The house, which Thomas said NENA is currently renting but has an agreement to purchase for $46,000, is being rehabilitated to become a museum, library and the headquarters for the community organization.

The house is next door to a church. Together they are listed in the Virginia Landmarks Register and National Register of Historic Places as the Bethel AME Church and Dallard-Newman House Historic District.

THOMAS: The craftsmanship of these men that built this house and the church – It seems like every day we see something different, you know, that we’ve never noticed before. And back here I’ve heard that that door used to be where the ice man would come and leave ice in a bucket back there. He would come through here and they had a big old tub here, and that’s where they would dump the ice at, for them. Yeah, it’s so interesting.

Thomas grew up in this neighborhood, as did Harrisonburg Mayor Deanna Reed, who said she wants this house to be a place where people can come to learn about the history of African-Americans.

DEANNA REED: It’s important that you come here once we have it open as a museum because you can actually, when you’re here, you can feel the ancestors in this house.

[Sources: Picturing Harrisonburg: Visions of a Shenandoah Valley City since 1828 by David Ehrenpreis and Keeping Up With Yesterday by Ruth Toliver]

That history includes urban renewal in the late 1950s and 60s, when the city used eminent domain to tear down  some 150 homes in Newtown – including rental properties in disrepair but also well-cared-for homes owned by residents – to be replaced with businesses and parking lots along Mason Street – Roses department store and the Elizabeth Street parking deck, for examples.
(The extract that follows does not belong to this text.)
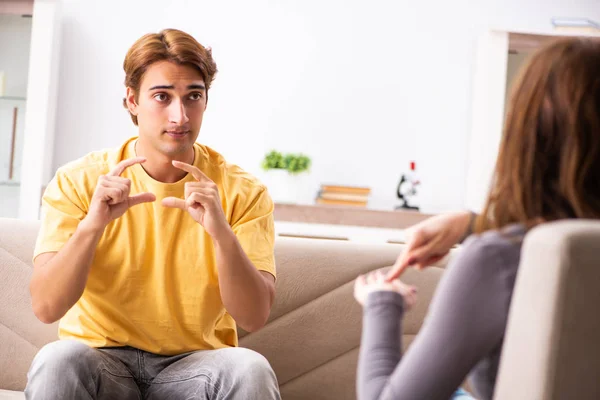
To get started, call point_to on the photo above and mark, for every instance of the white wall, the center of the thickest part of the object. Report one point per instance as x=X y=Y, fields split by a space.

For the displaced people, the Harrisonburg Redevelopment and Housing Authority built nearly 100 public housing units.

In his 2017 book Picturing Harrisonburg: Visions of a Shenandoah Valley City since 1828, James Madison University professor David Ehrenpreis writes that this urban development came at [quote] “extraordinarily high” human costs, “particularly to the African-American community.”

Eldon Kurtz is on the NENA board of directors.

ELDON KURTZ: The feelings are very similar to folks up on the mountain that were displaced with the Shenandoah National Park, when that came through. People’s family homestead – that’s – Even if the houses weren’t the grandest homes, they were people’s homes. That was their property. That was their – they were landowners at that point. And so they lost that base of ownership in the community, so that’s a tragic part of the history. There’s still wounds, deep wounds from that, from families that have been here for the long haul.

NENA organizer Steven Thomas said that he’s proud of how volunteers in the community, including the carpenters here today, have supported the Dallard-Newman House restoration.

STEVEN THOMAS: The hands that built this home were hands that had previously been held in bondage, and so to see the people come out to support what we’re trying to do here, which is to take what we believe is a living memorial and to adequately and appropriately honor it and honor the space, and then of course make it available to the community all over again. It’s a task that isn’t easy but it’s certainly one that is spiritually and culturally fulfilling in very rare ways.

Karen Thomas points to a picture in the 2009 book Keeping Up With Yesterday by Ruth Toliver.

THOMAS: This is my dad, right here. There were big beautiful homes in this community, and this is how they had their outings that they had in each other’s homes.

She’s looking to the broader community for ongoing help and funding for the museum, through a GoFundMe campaign.

THOMAS: It was terrible how they came through and tore the neighborhood down, and just displaced people and destroyed their homes. This is why this house is so important and so significant, to tell the history of all that and the history that came before all that, how the community was built, and tell our history the way it should be told from people that lived it, and their ancestors.

She expects the museum and library to open in 2019.

Christopher Clymer Kurtz was a freelance journalist for WMRA from 2015 - 2019.